During its Google I/O keynote today, Google announced that it was undertaking a multi-year effort to reimagine Android with Gemini AI at the core.

“We’re at a once-in-a-generation moment where the latest advancements in AI are reinventing what phones can do,” Google president Sameer Samat said. “With Google AI at the core of Android’s operating system, the billions of people who use Android can now interact with their devices in entirely new ways.”

Google started this effort by bringing its Gemini Nano AI model to its Pixel 8 series phones and then the Samsung Galaxy S24 series. And by releasing a Gemini mobile app that can replace the in-box Google Assistant. Since then, it’s added new AI capabilities to all its most popular Android apps, alongside new AI features like Circle to Search. And today at IO, it announced the next steps.

First up is Circle to Search, which now supports physics, math, and word problem-solving capabilities for students. This feature will be expanded further this year to help solve more complex problems involving symbolic formulas, diagrams, graphs, and more. And while it’s available today on over 100 million devices, Google will add more devices in 2024 with the goal of more than doubling its availability by the end of the year.

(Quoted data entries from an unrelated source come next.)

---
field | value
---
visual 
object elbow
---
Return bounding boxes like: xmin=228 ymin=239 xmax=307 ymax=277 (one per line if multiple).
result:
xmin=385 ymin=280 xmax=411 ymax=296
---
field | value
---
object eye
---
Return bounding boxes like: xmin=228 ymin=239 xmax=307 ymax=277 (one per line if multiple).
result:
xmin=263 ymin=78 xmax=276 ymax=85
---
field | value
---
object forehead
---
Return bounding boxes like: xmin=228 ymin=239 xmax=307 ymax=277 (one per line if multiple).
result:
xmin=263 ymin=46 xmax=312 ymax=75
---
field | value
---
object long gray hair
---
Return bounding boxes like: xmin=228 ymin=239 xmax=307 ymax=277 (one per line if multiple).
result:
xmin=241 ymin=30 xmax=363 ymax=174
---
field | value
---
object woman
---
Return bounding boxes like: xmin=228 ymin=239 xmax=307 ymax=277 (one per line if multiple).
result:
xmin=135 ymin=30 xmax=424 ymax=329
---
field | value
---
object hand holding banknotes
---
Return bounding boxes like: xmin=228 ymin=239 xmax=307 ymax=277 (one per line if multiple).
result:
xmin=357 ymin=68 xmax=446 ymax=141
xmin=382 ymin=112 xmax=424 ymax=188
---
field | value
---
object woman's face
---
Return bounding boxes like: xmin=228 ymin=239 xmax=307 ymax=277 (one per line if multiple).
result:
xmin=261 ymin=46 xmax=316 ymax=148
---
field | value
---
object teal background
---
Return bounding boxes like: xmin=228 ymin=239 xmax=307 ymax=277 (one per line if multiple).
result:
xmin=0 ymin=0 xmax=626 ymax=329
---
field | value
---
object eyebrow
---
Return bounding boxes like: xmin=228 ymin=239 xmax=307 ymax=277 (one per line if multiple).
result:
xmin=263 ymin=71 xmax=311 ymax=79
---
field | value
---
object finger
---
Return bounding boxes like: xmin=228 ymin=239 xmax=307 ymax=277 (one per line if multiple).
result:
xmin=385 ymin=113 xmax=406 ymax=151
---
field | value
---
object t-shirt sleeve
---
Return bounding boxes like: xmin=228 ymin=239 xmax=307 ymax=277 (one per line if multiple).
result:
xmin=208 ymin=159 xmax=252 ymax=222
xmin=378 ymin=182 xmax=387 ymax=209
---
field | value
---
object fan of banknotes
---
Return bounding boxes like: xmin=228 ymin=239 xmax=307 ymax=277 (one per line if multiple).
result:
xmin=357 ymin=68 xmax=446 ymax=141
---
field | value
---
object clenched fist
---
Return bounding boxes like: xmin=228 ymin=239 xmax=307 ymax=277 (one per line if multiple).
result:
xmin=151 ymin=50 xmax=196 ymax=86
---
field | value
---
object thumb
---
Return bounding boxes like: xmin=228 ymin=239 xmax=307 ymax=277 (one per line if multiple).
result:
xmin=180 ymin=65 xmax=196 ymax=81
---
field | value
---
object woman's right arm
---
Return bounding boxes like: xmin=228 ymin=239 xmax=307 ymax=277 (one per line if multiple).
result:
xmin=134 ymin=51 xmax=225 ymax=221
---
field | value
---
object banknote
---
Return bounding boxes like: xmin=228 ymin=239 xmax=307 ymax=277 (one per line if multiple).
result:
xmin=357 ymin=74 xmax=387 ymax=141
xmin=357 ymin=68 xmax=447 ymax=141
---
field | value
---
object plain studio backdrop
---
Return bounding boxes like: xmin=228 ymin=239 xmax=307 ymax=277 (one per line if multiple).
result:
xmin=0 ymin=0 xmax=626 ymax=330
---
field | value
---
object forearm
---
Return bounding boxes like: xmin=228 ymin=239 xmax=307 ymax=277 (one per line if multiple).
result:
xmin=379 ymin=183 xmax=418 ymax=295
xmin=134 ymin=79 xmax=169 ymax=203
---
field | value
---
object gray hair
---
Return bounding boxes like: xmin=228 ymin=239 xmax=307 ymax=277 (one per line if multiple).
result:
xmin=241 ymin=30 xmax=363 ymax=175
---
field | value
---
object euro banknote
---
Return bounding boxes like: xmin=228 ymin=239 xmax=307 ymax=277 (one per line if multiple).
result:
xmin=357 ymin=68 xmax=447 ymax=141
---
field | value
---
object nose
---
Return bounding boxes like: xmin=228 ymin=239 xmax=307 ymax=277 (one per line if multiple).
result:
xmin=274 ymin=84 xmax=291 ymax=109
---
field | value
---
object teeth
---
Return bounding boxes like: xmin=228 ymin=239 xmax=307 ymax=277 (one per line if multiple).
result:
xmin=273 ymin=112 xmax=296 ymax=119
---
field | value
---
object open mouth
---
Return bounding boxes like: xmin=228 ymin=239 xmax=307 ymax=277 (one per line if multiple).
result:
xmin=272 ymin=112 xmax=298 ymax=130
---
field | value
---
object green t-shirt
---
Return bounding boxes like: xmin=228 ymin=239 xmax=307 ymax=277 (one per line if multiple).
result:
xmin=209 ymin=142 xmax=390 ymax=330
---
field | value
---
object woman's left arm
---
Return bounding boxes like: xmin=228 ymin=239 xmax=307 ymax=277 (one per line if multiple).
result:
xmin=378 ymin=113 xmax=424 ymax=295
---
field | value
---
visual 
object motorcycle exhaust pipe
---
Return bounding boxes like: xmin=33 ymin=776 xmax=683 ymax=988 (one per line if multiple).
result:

While Gemini is installed like any other app on Android, it’s really an integrated experience, and it will simply be included in future versions of the system. In a coming update, you’ll be able to display a Gemini overlay on top of any app so you can use it in more integrated ways. “For example, you can drag and drop generated images into Gmail, Google Messages, and other places,” Samat notes, “or tap ‘Ask this video’ to find specific information in a YouTube video.” Those paying for Gemini Advanced will also get unique options for summarizing and querying large PDF files.

Gemini Nano—the on-device version of Google’s AI model—will soon evolve into a new Gemini Nano with Multimodality model that will appear first on select Pixel devices later this year. This version of Gemini won’t be limited to processing text, but will also support vision and audio inputs, including spoken languages.

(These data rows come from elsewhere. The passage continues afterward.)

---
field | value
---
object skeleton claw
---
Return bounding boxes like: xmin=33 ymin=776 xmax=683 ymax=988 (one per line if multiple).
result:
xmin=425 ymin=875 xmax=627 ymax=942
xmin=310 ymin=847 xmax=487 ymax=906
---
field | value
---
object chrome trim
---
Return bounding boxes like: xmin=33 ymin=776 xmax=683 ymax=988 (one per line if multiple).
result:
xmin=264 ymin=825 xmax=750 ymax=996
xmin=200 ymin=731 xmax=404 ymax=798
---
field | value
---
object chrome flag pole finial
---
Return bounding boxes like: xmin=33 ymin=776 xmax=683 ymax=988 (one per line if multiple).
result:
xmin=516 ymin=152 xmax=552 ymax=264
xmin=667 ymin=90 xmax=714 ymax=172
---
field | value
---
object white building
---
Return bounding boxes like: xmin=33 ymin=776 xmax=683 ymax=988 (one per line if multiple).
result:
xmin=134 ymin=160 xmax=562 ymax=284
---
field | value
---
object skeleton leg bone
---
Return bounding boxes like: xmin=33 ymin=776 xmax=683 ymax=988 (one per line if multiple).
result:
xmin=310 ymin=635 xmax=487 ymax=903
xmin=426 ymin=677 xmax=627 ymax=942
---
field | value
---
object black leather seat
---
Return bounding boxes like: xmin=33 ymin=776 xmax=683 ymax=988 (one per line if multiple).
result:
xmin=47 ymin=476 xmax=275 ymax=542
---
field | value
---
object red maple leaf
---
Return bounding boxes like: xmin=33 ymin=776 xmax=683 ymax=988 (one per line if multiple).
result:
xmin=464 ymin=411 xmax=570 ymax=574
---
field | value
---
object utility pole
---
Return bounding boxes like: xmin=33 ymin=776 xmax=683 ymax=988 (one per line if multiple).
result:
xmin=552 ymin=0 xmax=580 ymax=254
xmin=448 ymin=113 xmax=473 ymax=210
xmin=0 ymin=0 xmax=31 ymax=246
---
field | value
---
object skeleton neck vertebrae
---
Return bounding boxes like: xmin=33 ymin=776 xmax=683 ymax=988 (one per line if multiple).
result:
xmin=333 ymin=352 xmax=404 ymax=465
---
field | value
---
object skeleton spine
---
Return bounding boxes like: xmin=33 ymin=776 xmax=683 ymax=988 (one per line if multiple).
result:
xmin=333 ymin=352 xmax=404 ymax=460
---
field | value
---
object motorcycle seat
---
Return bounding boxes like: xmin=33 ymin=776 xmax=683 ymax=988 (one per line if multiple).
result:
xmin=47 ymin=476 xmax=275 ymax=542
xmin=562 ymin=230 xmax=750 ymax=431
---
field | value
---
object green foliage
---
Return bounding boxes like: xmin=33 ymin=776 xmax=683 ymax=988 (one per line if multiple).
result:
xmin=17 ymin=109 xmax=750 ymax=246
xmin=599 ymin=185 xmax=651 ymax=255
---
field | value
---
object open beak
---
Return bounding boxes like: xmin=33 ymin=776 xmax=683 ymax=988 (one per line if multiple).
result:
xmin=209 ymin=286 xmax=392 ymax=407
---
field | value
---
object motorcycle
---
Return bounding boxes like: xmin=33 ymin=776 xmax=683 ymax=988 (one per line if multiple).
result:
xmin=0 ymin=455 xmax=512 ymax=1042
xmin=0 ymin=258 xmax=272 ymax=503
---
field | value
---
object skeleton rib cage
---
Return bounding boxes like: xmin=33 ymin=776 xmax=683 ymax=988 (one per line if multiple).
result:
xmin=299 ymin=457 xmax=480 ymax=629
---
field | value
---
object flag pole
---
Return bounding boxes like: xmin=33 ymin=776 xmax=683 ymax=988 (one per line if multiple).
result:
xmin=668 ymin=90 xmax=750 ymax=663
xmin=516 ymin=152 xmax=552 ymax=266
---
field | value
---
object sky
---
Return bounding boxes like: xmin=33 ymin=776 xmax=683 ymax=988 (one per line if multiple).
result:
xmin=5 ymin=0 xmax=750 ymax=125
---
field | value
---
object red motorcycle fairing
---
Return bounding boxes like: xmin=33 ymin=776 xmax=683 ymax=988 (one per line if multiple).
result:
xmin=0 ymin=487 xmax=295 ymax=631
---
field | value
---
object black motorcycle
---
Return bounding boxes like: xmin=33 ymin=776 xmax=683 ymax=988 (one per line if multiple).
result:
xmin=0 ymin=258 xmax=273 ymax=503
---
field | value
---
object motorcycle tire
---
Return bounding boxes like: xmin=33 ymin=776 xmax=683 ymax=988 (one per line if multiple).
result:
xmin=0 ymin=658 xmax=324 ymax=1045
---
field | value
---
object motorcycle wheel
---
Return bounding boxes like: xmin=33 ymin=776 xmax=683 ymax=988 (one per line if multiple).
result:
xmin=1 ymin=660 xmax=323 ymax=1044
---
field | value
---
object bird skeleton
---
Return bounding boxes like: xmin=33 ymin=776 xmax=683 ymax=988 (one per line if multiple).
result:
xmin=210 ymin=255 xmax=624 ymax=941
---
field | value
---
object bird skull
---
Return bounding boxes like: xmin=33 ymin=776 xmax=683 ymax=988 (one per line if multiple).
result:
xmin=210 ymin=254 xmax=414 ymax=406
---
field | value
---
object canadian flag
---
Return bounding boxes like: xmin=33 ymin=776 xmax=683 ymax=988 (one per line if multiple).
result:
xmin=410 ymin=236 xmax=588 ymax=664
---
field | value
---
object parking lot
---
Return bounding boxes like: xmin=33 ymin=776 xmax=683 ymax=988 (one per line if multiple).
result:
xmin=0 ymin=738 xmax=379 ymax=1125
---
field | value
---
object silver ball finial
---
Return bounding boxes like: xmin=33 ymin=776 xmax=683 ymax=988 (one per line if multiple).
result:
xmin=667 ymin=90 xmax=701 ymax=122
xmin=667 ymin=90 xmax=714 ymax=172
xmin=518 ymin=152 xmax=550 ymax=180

Google is also bringing Gemini Nano’s multimodal capabilities to TalkBack, the Android accessibility service, to help users with blindness or low vision get better image descriptions. Since Gemini Nano is on-device, these descriptions happen quickly and even work when there’s no network connection, Google says.

Gemini will also help transform Android’s already impressive anti-scam and anti-spam tools. Google showed off a feature that provides real-time alerts during scam phone calls that will help protect customers from identity attacks and other scams. As with Talkback, these improvements will leverage on-device Gemini Nano capabilities.